Solved – Feature selection in GBM

caretfeature selectionmachine learningr

I am using gradient boosting (caret package in R). As far as I understand, the feature selection is already included in this package. However, I slightly misunderstand how it works.

I made 2 experiments: in the first experiment I took 1000 examples for training and 300 examples for cross validation. Then I trained the model with 10 features and the error on the cross validation set was 5%. In the second experiment I added 3 new features (totally, 13), trained the model with 13 features and received the error of 7%. So, the error increased after adding features.
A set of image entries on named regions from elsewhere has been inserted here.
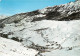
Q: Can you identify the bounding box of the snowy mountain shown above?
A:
[0,1,80,56]
[0,15,8,20]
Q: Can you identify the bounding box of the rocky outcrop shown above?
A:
[1,1,80,24]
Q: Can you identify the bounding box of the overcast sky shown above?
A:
[0,0,75,15]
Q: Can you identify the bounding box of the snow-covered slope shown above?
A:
[0,37,38,56]
[0,1,80,56]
Why does this happen if theoretically most influential features should have been selected by GBM. I expected to receive as maximally 5% error in the second experiment. So, I don't understand why the error increased. Aslo, how can I avoid this negative effect. Which methods can I use? (some links to R tutorials would be highly appreciated).

Best Answer

A few things:

  • gradient boosting is wrapped by caret. The gbm package implements that model
  • Your error estimates from CV are probably not good since you are doing feature selection outside of resampling. Google '"feature selection" "selection bias"' to see scholarship on this subject.
  • those (incorrect) error estimates might not be the same given the amount of experimental noise in the data.
  • tree ensembles are not perfect. I haven't done the experiment with gbm but with random forests there can be a slight increase in the error rate as you add non-informative predictors. See Fig. 19.1 in Applied Predictive Modeling that shows this effect for a variety of different models.